As the editors for the Colonial Caribbean database have noted:
"Stretching from Jamaica and the Bahamas to Trinidad and Tobago, Colonial Caribbean makes available materials from 27 Colonial Office file classes from The National Archives, UK and covers British governance of 25 territories in the Caribbean from 1624-1872, addressing a wide variety of themes, from settlement and colonial rivalries in the region, to the economics of the plantation systems and the impact of slavery, to crime and punishment and the everyday lives of the people that called the islands home. This extensive resource includes administrative documentation, trade and shipping records, minutes of council meetings, and details of plantation life, colonial settlement, imperial rivalries across the region, and the growing concern of absentee landlords."
For the East India Company: India Office Records from the British Library, Stanford Libraries acquired the first two modules of this essential set several years ago and they have been extensively used by a broad range of researchers. These additional modules complete the published holdings for this essential suite of resources.
The India Office Records digitization project also includes the vitally important Class G Factory Records.

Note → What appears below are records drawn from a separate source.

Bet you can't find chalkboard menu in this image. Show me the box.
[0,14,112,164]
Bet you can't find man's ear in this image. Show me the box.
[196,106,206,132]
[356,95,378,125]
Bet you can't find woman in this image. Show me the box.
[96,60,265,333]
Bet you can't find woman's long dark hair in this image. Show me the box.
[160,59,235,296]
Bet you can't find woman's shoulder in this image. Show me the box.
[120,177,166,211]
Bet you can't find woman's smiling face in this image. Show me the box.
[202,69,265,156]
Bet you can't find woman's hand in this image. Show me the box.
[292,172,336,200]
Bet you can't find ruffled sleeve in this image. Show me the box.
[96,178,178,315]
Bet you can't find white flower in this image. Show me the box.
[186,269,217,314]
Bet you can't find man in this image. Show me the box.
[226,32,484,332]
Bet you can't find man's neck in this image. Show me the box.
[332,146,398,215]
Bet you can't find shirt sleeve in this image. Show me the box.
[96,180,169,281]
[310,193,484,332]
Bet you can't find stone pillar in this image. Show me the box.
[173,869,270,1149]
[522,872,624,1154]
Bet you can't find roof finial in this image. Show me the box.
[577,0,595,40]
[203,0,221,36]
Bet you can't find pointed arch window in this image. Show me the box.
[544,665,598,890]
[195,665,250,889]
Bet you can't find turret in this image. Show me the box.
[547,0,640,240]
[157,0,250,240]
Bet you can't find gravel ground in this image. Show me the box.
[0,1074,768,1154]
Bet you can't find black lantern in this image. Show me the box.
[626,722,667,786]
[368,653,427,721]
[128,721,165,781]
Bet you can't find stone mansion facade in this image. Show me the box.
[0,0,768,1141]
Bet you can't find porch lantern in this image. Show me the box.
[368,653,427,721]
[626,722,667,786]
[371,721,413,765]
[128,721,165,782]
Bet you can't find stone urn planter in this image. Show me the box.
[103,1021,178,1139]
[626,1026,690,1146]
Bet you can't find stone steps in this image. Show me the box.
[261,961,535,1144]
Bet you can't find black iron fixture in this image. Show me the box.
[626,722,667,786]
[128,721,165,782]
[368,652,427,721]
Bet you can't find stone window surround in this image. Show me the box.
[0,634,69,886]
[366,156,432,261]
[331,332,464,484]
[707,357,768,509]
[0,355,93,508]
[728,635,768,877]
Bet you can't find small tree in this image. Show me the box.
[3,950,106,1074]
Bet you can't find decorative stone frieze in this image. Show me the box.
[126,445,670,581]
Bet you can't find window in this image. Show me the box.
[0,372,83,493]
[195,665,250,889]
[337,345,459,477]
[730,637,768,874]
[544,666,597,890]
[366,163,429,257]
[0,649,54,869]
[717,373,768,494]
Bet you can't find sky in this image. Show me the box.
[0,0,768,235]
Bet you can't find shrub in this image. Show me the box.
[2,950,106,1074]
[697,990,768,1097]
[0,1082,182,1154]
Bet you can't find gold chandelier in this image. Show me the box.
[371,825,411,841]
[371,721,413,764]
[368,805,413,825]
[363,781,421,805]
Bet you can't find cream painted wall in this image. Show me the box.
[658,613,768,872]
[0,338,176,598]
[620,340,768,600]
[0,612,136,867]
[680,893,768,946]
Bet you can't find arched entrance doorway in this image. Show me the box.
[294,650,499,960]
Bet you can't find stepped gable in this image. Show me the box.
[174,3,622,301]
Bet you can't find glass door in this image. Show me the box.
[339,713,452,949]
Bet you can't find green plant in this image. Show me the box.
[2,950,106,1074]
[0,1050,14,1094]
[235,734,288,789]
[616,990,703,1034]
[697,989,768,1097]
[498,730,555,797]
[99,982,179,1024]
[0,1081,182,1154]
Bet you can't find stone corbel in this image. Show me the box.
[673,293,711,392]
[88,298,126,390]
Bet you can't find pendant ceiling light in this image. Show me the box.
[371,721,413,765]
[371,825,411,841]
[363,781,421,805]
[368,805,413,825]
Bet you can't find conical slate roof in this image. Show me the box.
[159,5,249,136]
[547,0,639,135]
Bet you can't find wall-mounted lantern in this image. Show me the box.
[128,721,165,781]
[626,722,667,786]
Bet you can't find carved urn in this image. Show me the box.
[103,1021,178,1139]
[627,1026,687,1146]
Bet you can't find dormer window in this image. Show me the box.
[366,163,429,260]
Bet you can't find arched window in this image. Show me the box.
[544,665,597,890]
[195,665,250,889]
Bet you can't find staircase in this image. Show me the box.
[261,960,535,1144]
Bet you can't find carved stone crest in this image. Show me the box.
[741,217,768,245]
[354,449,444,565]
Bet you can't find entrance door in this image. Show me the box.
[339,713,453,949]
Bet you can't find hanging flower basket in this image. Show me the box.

The Factory Records are some of the richest sources available on the East India Company, detailing its establishment as Britain’s largest commercial enterprise by 1800 and its competition with two other major trading powers in the East – the Portuguese and the Dutch.
Additional databases in this acquisition focus on the British empire (and its dissolution) and influence in North America, Central Asia, and South Asia, and the Pacific, including the 20th century and Cold War.
Adam Matthew has long been recognized as a leader in the digitization (and earlier, in microfilming) of historical primary source material, especially key government documents, in the UK. Furthermore, they are pioneers in a number of innovative digital searching techniques, including Handwritten Text Recognition (HTR), which strives to make manuscript content open to keyword searching.